[R] regular expression change in R version 2.3.0?

Thomas Girke thomas.girke at ucr.edu
Sat May 6 19:36:20 CEST 2006


The interpretation of regular expressions with repetition
quantifiers in the 'gregexpr' function seems to have changed 
between R Version 2.2.0 and 2.3.0. The 'gsub' function, however, 
gives the same results in R Versions 2.2.0 and 2.3.0. Below is 
an example that demonstrates the version differences of the 
'gregexpr' function. I am not sure whether this new behavior 
is an intended change or represents a bug.

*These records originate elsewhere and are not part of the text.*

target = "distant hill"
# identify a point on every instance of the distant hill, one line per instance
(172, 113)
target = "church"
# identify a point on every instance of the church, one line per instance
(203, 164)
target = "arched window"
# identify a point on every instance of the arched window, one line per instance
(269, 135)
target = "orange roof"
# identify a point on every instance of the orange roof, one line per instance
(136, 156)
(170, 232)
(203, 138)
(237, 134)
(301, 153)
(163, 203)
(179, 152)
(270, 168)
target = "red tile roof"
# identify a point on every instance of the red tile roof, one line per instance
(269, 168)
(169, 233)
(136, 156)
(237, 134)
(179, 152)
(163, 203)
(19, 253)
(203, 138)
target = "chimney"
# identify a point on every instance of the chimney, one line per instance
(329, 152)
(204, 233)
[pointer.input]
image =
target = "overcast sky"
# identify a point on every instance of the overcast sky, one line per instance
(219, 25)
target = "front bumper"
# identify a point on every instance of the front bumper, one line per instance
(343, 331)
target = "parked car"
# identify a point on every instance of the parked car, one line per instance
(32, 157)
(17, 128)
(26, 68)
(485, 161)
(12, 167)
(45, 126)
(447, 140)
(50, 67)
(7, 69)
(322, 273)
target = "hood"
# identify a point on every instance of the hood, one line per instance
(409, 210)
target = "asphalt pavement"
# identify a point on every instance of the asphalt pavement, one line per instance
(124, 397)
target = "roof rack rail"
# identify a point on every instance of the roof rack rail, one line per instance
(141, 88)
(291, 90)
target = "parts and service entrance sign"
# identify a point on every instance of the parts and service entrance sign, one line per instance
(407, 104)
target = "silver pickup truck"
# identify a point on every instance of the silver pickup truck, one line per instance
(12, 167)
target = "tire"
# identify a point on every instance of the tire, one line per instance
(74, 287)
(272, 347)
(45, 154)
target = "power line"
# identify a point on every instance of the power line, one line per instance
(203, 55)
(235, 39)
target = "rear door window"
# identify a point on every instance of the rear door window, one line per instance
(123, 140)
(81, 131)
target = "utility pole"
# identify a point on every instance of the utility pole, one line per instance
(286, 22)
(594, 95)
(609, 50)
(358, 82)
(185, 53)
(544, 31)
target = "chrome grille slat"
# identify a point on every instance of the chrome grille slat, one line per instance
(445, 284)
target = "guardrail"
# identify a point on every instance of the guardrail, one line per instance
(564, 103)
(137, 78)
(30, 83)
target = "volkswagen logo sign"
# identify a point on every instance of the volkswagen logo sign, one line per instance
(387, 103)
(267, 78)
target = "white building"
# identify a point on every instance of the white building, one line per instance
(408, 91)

Personally, I liked
the old behavior of this function more useful, since it is 
consistent with the Perl regular expressions.

Here are my questions:
(1) Is there a possibility to obtain from 'gregexpr' 
the old output of R version 2.2.0 when using regular 
expressions with repetition quantifiers.

(2) How can one be informed about regular expression changes 
and the associated functions in new versions of R? 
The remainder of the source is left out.